Ok, that title is a bit dramatic. But for someone who eats — on average — an avocado a day, it’s become imperative to find an easier way to prepare these slippery little suckers.
Previously, I’d cut them in half lengthwise and clumsily attempt to peel the skin away on each side only to have it disintegrate into hand-held guacamole. Or I’d cut them in half and scoop out the flesh, but that’s not really an option if you’re looking for pretty avocado slices or dices.
Enter this genius little kitchen hack. Total game changer!

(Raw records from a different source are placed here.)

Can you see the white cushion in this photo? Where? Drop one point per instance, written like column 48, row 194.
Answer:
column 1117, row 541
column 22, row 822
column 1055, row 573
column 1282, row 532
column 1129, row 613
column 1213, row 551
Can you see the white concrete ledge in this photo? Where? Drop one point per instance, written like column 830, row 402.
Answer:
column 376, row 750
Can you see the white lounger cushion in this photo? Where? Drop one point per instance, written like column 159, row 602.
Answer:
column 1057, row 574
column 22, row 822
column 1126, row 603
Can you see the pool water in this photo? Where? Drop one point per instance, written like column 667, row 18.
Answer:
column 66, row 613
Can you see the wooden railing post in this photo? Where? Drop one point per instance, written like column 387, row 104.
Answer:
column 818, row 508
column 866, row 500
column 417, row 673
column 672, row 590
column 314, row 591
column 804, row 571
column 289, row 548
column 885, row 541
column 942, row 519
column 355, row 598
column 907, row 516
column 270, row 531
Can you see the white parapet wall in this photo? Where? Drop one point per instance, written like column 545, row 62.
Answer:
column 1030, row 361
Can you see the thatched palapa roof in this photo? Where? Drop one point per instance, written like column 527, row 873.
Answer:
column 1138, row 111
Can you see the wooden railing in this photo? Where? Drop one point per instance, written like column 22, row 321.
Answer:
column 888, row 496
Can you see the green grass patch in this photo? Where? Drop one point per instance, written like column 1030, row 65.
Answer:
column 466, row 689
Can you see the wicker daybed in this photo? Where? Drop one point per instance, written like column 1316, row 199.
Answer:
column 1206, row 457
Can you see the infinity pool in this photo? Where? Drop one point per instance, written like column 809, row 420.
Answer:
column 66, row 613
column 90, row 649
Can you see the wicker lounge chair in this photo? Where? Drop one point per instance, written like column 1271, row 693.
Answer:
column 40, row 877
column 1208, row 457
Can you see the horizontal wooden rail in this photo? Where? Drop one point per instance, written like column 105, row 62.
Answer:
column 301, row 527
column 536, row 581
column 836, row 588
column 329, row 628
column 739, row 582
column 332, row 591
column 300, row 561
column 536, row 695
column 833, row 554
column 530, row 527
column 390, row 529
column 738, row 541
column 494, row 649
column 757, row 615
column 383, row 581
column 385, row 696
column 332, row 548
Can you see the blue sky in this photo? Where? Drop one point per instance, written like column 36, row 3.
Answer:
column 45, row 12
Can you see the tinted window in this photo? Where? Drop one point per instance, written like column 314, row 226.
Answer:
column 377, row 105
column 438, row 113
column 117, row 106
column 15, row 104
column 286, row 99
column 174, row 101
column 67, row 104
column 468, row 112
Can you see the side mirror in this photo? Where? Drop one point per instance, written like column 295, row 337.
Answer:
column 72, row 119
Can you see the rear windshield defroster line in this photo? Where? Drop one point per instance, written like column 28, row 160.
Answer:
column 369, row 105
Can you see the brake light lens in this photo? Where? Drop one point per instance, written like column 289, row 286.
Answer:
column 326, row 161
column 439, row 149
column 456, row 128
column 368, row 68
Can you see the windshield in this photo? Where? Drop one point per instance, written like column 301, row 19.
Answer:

First, use a sharp knife to carefully cut a ripe avocado in half, lengthwise. You’ll have to rotate it as you go because you can’t cut through the pit, and then gently twist to get the two halves apart.
Next, remove the pit by striking it with the heel of the knife until the blade goes about 1/4 into it. Carefully twist the knife to remove the pit.
After that, slice each half lengthwise again. Now you’ve got it cleanly quartered and are ready to strip the skin.
No more fumbling around, though. If the avocado is ripe enough, the whole piece will come off in one fell swoop. Voilà!
Now you’ve got some gorgeous avocado to use however you choose. My favorites are in salads to add good fats, on sandwiches in place of mayo and in good ol’ guacamole…with tortilla chips and salsa, of course.